High temperature microcalorimetric studies of the thermal decomposition and iodination of polynuclear carbonyls of Fe, Co, Ru, Rh, Re, Os and Ir

Abstract

From measurements of the enthalpies of thermal decomposition (and also in some cases of the enthalpies of reaction with iodine vapour) at elevated temperatures, the standard enthalpies of formation, ΔH^°_f, at 298 K of the following crystalline metal carbonyls have been obtained (in kJ mol^–1): Fe₂(CO)₉=–1410±12; Fe₃(CO)₁₂=–1849±16; Co₂(CO)₈=–1209±8; Co₄(CO)₁₂=–1845±16; Ru₃(CO)₁₂=–1920±20; Rh₄(CO)₁₂=–(1820±12); Rh₆(CO)₁₆=–(2029); Re₂(CO)₁₀=–1653±20; Os₃(CO)₁₂=–(1749±20); Ir₄(CO)₁₂=–1820±16, Estimates of the unknown values ΔH_sub(298 K) for the crystalline compounds have been used to derive the values ΔH^°_f(g); the latter were converted into ΔH values for the total enthalpies of disruption of the gaseous carbonyls into metal atoms and CO gaseous molecules. These ΔH values have in turn been reduced to individual enthalpy contributions from the various metal-carbonyl and metal-metal bonds in the molecule. Terminal metal-carbonyl bond enthalpies increase both with atomic number, and with enthalpy of atomization of the metal.

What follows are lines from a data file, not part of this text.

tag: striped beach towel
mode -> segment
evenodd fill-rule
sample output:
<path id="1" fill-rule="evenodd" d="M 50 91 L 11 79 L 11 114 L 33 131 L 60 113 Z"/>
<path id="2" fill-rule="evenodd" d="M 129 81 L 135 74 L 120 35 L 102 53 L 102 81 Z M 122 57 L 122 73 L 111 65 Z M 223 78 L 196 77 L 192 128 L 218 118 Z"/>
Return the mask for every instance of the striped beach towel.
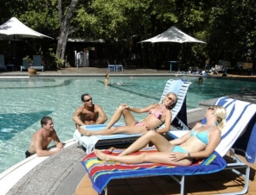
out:
<path id="1" fill-rule="evenodd" d="M 106 150 L 108 154 L 112 150 Z M 112 155 L 118 155 L 121 149 L 115 149 Z M 131 154 L 157 152 L 156 148 L 148 147 Z M 227 166 L 226 161 L 214 152 L 208 159 L 196 160 L 191 166 L 172 166 L 159 163 L 125 164 L 114 161 L 99 160 L 94 152 L 87 154 L 81 161 L 93 183 L 93 187 L 101 193 L 108 182 L 113 179 L 150 177 L 160 175 L 195 175 L 219 172 Z"/>

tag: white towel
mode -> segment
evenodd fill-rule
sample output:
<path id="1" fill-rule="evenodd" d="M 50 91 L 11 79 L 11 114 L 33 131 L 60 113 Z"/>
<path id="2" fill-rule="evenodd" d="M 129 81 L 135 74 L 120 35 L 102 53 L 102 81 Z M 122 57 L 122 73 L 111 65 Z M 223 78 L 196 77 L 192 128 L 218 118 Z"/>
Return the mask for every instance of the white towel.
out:
<path id="1" fill-rule="evenodd" d="M 94 125 L 85 125 L 81 128 L 86 129 L 91 131 L 102 130 L 106 124 L 94 124 Z M 114 127 L 120 126 L 120 124 L 114 124 Z M 117 138 L 125 138 L 125 137 L 136 137 L 141 136 L 142 134 L 116 134 L 110 135 L 93 135 L 85 136 L 82 135 L 77 129 L 74 133 L 74 139 L 79 142 L 79 144 L 83 145 L 86 148 L 86 154 L 89 154 L 95 147 L 99 140 L 110 140 Z"/>

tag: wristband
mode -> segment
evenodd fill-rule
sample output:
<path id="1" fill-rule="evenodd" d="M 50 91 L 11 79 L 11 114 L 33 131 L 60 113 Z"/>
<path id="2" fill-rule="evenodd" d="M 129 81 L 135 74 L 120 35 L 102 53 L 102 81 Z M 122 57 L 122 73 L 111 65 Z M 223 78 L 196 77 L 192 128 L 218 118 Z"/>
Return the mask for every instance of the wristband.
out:
<path id="1" fill-rule="evenodd" d="M 191 158 L 190 153 L 188 153 L 187 154 L 187 157 L 188 157 L 188 159 L 190 159 Z"/>

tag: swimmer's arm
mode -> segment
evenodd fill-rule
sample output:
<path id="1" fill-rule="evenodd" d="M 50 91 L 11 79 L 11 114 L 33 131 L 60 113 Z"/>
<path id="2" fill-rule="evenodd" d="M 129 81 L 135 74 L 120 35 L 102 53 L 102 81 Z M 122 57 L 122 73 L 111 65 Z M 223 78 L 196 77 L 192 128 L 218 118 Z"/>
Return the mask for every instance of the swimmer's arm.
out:
<path id="1" fill-rule="evenodd" d="M 81 106 L 75 110 L 73 116 L 73 121 L 79 126 L 86 125 L 80 118 L 80 114 L 82 114 L 82 112 L 83 112 L 83 107 Z"/>
<path id="2" fill-rule="evenodd" d="M 188 132 L 187 134 L 185 134 L 182 137 L 179 137 L 177 139 L 175 139 L 175 140 L 172 140 L 170 141 L 170 142 L 172 144 L 172 145 L 180 145 L 183 142 L 185 142 L 188 139 L 189 139 L 190 137 L 190 131 Z"/>
<path id="3" fill-rule="evenodd" d="M 132 106 L 127 106 L 127 109 L 130 110 L 130 111 L 132 111 L 132 112 L 136 112 L 136 113 L 144 113 L 144 112 L 148 112 L 150 109 L 153 108 L 153 104 L 151 105 L 149 105 L 148 107 L 144 107 L 144 108 L 142 108 L 142 109 L 139 109 L 139 108 L 134 108 Z"/>
<path id="4" fill-rule="evenodd" d="M 159 134 L 167 133 L 170 131 L 170 123 L 171 123 L 171 112 L 170 110 L 167 110 L 165 116 L 165 127 L 157 129 L 156 131 Z"/>
<path id="5" fill-rule="evenodd" d="M 53 141 L 54 142 L 55 145 L 56 145 L 56 148 L 59 148 L 61 149 L 63 148 L 63 144 L 61 142 L 58 135 L 57 135 L 57 133 L 55 131 L 55 129 L 53 131 Z"/>
<path id="6" fill-rule="evenodd" d="M 208 135 L 208 143 L 206 146 L 206 148 L 202 151 L 196 153 L 190 153 L 191 158 L 208 158 L 217 148 L 221 142 L 221 133 L 216 128 L 211 129 Z"/>

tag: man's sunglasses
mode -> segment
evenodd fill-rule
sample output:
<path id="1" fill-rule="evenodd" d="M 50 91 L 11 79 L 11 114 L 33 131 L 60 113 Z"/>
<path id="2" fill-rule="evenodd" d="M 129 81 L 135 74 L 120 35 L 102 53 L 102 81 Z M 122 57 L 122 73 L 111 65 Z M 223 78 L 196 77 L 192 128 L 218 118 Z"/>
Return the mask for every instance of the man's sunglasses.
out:
<path id="1" fill-rule="evenodd" d="M 84 102 L 89 102 L 89 101 L 93 101 L 93 98 L 86 99 Z"/>

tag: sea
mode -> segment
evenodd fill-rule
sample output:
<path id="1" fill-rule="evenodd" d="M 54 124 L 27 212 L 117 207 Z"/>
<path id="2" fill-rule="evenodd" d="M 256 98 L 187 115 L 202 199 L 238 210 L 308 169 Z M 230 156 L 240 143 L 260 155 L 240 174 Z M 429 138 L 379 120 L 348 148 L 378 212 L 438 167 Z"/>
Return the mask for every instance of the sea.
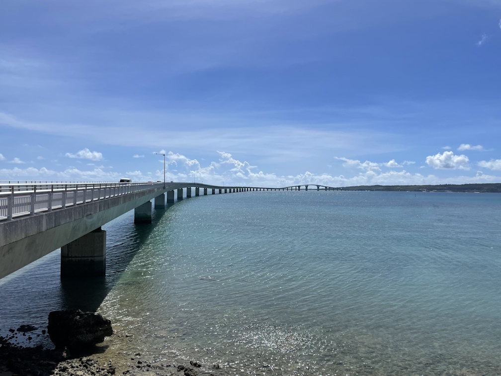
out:
<path id="1" fill-rule="evenodd" d="M 33 324 L 16 343 L 50 347 L 49 313 L 77 308 L 111 320 L 110 359 L 195 360 L 215 374 L 501 374 L 501 195 L 250 192 L 152 216 L 103 226 L 105 277 L 61 280 L 58 250 L 0 280 L 0 334 Z"/>

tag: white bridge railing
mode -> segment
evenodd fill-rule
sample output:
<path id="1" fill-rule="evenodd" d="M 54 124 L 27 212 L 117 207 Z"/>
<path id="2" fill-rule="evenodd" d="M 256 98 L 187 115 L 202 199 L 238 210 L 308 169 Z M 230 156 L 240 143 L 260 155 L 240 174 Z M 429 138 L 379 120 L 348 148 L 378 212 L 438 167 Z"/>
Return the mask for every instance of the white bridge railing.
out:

The enthalpy contribution from a metal-carbon bond in a bridging M—CO—M is of the order one half of the corresponding terminal M—CO linkage. The bond enthalpy contribution from M—M in the polynuclear carbonyls of Fe and Co is found to be approximately 2/3 of that from the M—CO terminal bonds.